Dans certains hypercentres urbains, plus de 70 % des appartements sont aujourd’hui exploités en location de courte durée. Ce chiffre dit tout de la tension qui règne dans les copropriétés françaises. Lors de l’Atelier Juridique Monimmeuble.com de mars 2026, Benjamin Naudin, avocat associé spécialisé en droit de la copropriété au Cabinet Naudin Avocats & Juristes, et Louis Roubin, directeur copropriétés au cabinet Saphie à Marseille, ont décrypté un cadre juridique en pleine évolution. La loi Le Meur de novembre 2024 a modifié les règles du jeu. Le Conseil constitutionnel les a validées le 19 mars 2026. Pourtant, la location meublée courte durée en copropriété reste légale — et tout copropriétaire ne peut pas l’interdire du jour au lendemain. Quelles conditions respecter ? Que dit la jurisprudence ? Et quels recours existent en cas de nuisances ?


Sommaire :


À retenir — Location meublée courte durée en copropriété

  • La location meublée courte durée en copropriété reste une activité civile, même au-delà de 120 jours par an.
  • Seul le règlement de copropriété — et non la nature commerciale de l’activité — peut valablement interdire l’Airbnb.
  • La loi Le Meur (novembre 2024) permet aux assemblées générales d’interdire la location saisonnière, sous trois conditions cumulatives strictes.
  • Le Conseil constitutionnel a validé ces dispositions le 19 mars 2026.
  • La sous-location meublée est interdite dans la majorité des règlements de copropriété rédigés avant les années 2000.

Location meublée courte durée en copropriété : de quoi parle-t-on exactement ?

Location nue, meublée, saisonnière : trois régimes distincts

La location nue classique relève de la loi du 6 juillet 1989. Elle impose des durées précises et protège fortement le locataire.

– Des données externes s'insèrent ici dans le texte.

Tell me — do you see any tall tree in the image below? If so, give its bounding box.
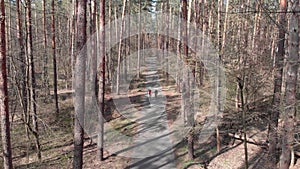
[16,0,28,123]
[73,0,87,169]
[51,0,59,115]
[26,0,42,160]
[43,0,50,97]
[279,0,299,169]
[269,0,287,168]
[116,0,127,94]
[0,0,13,169]
[182,0,194,159]
[98,0,105,161]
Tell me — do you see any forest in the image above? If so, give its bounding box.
[0,0,300,169]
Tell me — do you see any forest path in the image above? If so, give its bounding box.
[127,56,176,169]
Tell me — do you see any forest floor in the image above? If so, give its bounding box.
[0,56,300,169]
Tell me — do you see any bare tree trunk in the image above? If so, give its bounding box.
[136,0,142,78]
[269,0,287,168]
[26,0,42,160]
[97,0,105,161]
[182,0,194,160]
[51,0,59,116]
[73,0,87,169]
[116,0,127,94]
[238,76,249,169]
[16,0,28,129]
[43,0,50,100]
[0,0,13,169]
[279,0,299,169]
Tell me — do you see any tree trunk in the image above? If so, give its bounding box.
[51,0,59,116]
[73,0,87,169]
[43,0,50,100]
[116,0,127,95]
[279,0,299,169]
[136,0,142,78]
[0,0,13,169]
[269,0,287,168]
[182,0,194,160]
[97,0,105,161]
[26,0,42,161]
[16,0,28,130]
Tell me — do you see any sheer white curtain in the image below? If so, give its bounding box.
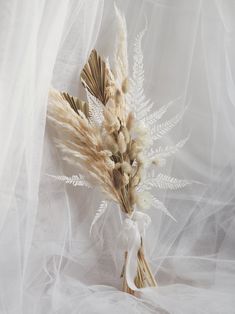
[0,0,235,314]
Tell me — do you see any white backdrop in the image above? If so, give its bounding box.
[0,0,235,314]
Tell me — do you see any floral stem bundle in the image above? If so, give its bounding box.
[48,5,189,294]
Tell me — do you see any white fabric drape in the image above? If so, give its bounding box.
[0,0,235,314]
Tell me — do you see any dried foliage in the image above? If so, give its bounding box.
[48,9,189,293]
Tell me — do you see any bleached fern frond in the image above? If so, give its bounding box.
[85,88,104,126]
[114,5,128,85]
[151,195,176,222]
[148,136,189,160]
[127,27,149,115]
[48,174,91,188]
[90,201,108,234]
[143,173,191,190]
[151,110,185,141]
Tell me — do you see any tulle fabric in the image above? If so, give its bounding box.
[0,0,235,314]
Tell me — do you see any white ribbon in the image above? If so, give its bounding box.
[120,211,151,291]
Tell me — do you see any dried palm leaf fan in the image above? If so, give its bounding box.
[81,50,112,105]
[48,9,190,294]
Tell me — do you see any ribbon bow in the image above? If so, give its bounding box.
[120,211,151,291]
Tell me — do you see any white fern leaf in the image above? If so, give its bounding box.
[48,174,91,188]
[127,27,149,114]
[151,110,185,141]
[151,196,177,222]
[90,201,108,234]
[83,82,104,126]
[143,173,192,190]
[148,136,189,160]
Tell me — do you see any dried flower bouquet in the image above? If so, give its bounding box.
[48,9,189,294]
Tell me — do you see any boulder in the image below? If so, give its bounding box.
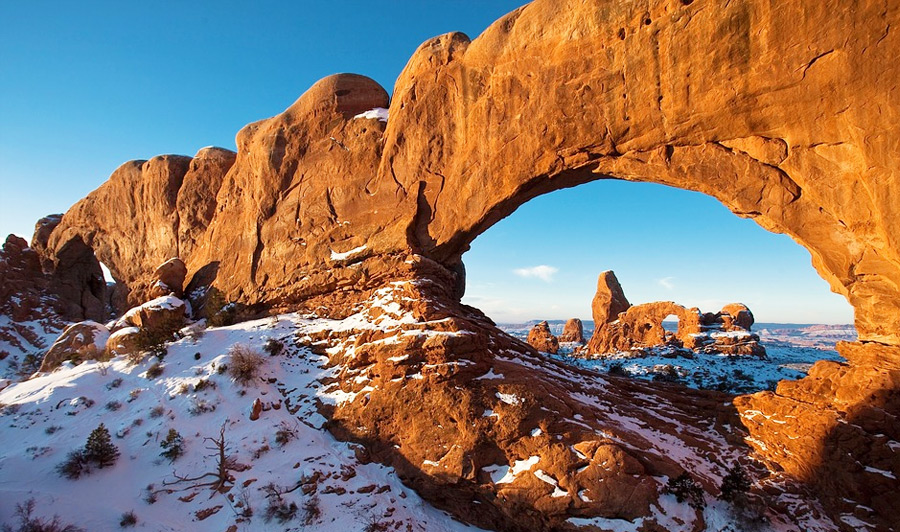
[528,321,559,355]
[106,327,141,356]
[559,318,584,344]
[591,270,631,330]
[114,295,187,333]
[8,0,900,530]
[40,321,109,372]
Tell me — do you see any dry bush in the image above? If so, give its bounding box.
[228,344,266,386]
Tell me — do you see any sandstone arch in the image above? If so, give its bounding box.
[29,0,900,526]
[380,1,900,344]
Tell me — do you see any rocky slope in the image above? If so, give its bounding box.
[1,0,900,530]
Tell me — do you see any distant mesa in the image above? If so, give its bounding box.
[528,321,559,355]
[0,0,900,530]
[579,271,766,358]
[559,318,584,344]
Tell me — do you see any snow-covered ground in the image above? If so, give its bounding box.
[0,314,486,532]
[499,324,856,394]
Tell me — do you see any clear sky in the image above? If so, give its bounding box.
[0,0,852,323]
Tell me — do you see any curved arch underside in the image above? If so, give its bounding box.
[42,0,900,522]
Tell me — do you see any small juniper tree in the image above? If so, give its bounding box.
[84,423,119,468]
[159,429,184,462]
[719,464,750,502]
[665,471,706,510]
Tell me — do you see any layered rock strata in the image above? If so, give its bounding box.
[584,271,766,358]
[528,321,559,355]
[559,318,584,344]
[7,0,900,530]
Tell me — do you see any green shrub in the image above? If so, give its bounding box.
[119,510,137,528]
[664,471,706,510]
[56,423,119,480]
[147,362,163,379]
[84,423,119,468]
[228,344,266,386]
[159,429,184,462]
[263,338,284,357]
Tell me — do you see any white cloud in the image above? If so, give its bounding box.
[513,264,559,283]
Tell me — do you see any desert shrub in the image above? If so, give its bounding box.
[203,287,240,327]
[303,494,322,526]
[664,471,706,510]
[159,429,184,462]
[252,444,272,460]
[147,362,163,379]
[2,499,84,532]
[119,510,137,528]
[263,338,284,357]
[194,379,216,392]
[228,344,266,386]
[56,449,88,480]
[275,421,297,447]
[144,484,159,504]
[188,397,216,416]
[719,464,750,502]
[134,314,184,360]
[265,498,300,524]
[84,423,119,468]
[261,482,300,524]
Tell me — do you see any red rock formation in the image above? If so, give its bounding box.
[40,321,109,371]
[591,270,631,330]
[559,318,584,344]
[528,321,559,355]
[734,342,900,530]
[150,257,187,298]
[585,301,700,354]
[12,0,900,529]
[0,235,65,360]
[580,271,766,358]
[717,303,754,331]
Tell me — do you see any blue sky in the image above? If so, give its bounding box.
[0,0,852,323]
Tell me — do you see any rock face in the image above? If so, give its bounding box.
[528,321,559,355]
[580,271,766,358]
[150,257,187,297]
[113,295,187,333]
[559,318,584,344]
[12,0,900,530]
[734,342,900,530]
[591,270,631,329]
[0,235,65,360]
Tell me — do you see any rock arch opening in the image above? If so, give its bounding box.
[463,180,856,393]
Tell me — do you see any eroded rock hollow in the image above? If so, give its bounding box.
[17,0,900,530]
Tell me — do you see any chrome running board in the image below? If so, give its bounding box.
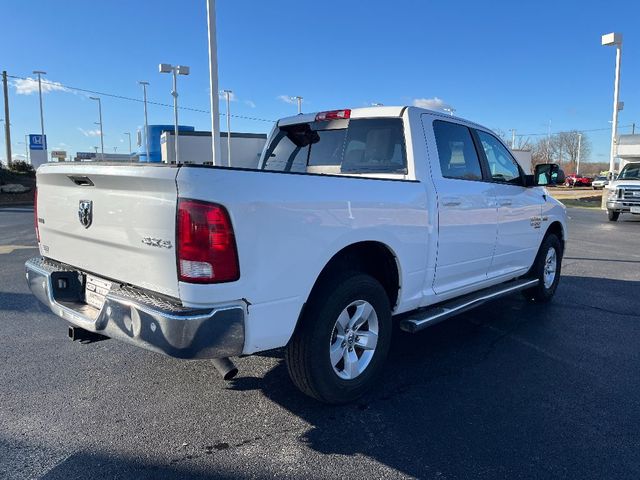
[400,279,539,333]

La location meublée longue durée, en revanche, échappe partiellement à ce texte. Elle répond aux règles civiles générales. Le bailleur dispose ainsi d’une souplesse bien supérieure pour mettre fin au bail. C’est pourquoi de nombreux investisseurs la privilégient.

La location meublée courte durée — ou location saisonnière — constitue un troisième régime. Le propriétaire loue un logement meublé à une clientèle de passage, pour des séjours de quelques nuits à quelques semaines. Airbnb, Booking ou encore Abritel en sont les plateformes emblématiques. On parle aussi de meublé de tourisme, de location touristique ou de location de courte durée (LCD).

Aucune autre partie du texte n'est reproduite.